Work on robot imagination and long-horizon planning explores how robots can simulate future scenarios and generalize across tasks using structured, multimodal representations, as seen in approaches like DreamerV3 and RoboDreamer.
As these systems mature, world models are becoming the foundation of embodied reasoning and adaptive control.
X
X-Axis Rotation
X-axis rotation, also known as pitch, describes how a robot pivots around its left–right axis. It enables nodding, leaning, bowing, or squatting motions, and plays a key role in posture adjustment and balance.
In humanoids, X-axis joints are typically found in the hips, knees, neck, and shoulders. At the system level, pitch control affects whole-body dynamics, fall recovery, and locomotion on uneven terrain.
Y
Y-Axis Rotation
Y-axis rotation, also known as yaw, describes how a robot pivots around its vertical axis to face left or right. It’s essential for reorienting the head, torso, or feet without taking a step.
In humanoids, Y-axis joints operate in the neck, waist, and ankles. This motion enables gaze shifts, mid-step adjustments, and full-body coordination during navigation. Precise yaw control lets robots track objects, align with tasks, and avoid obstacles without relying entirely on locomotion.
Z
Zero Moment Point (ZMP)
ZMP is the location on the ground where the combined tipping effects of gravity and inertia cancel out. As long as this point stays within a robot’s support area, the motion remains dynamically stable.

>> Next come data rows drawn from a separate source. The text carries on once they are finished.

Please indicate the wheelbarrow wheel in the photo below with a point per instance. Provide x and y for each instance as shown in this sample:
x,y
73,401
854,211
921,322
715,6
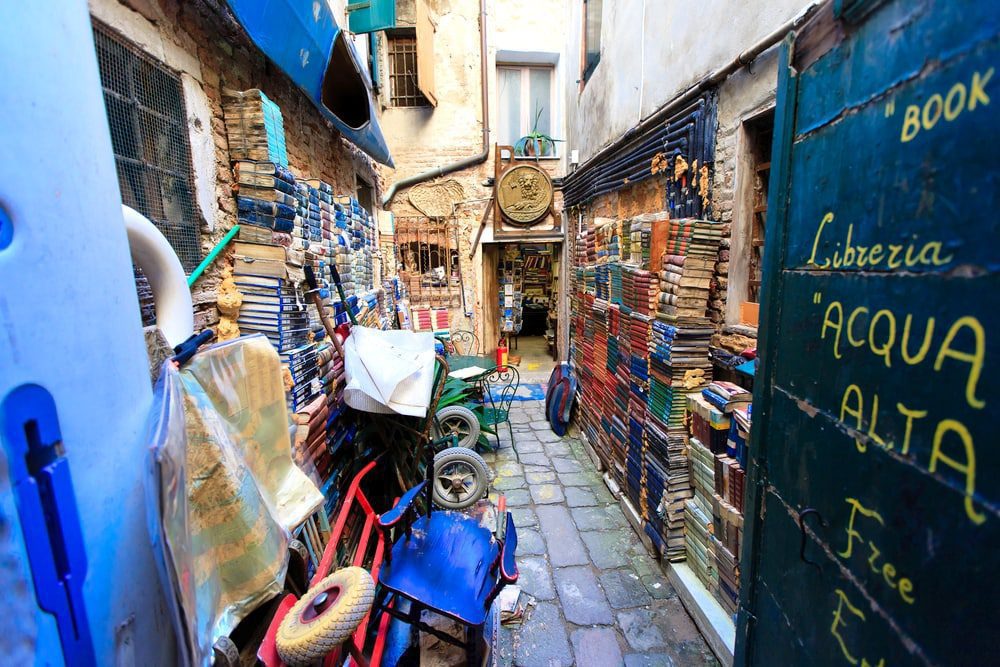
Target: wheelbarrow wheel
x,y
325,617
461,478
460,421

ZMP-based planning underpins model-driven walking control — stabilizing steps, shifting weight safely, and responding to disturbances in real time.
ZMP defines where a robot’s support forces cancel tipping. Keeping it within the foot area ensures stability during locomotion. Source: A Physically-Based Motion Retargeting Filter
While newer methods blend ZMP with learned dynamics, it remains a core tool for making humanoid motion stable and predictable.
Zero-Shot
Zero-shot capability in humanoid robotics refers to a system’s ability to perform a task it has never encountered during training without task-specific fine-tuning or demonstrations. This relies on generalization: mapping from high-level instructions or observations to effective actions based on prior knowledge.
Large foundation models, especially those integrating language and vision, are driving this capability. For example, a humanoid robot using a vision-language-action model might receive a prompt like “pick up the blue book on the shelf” and successfully complete the task despite never having seen that exact combination of object, color, or location before.
Zero-shot performance marks a shift away from rigid, pre-programmed routines toward open-ended generality.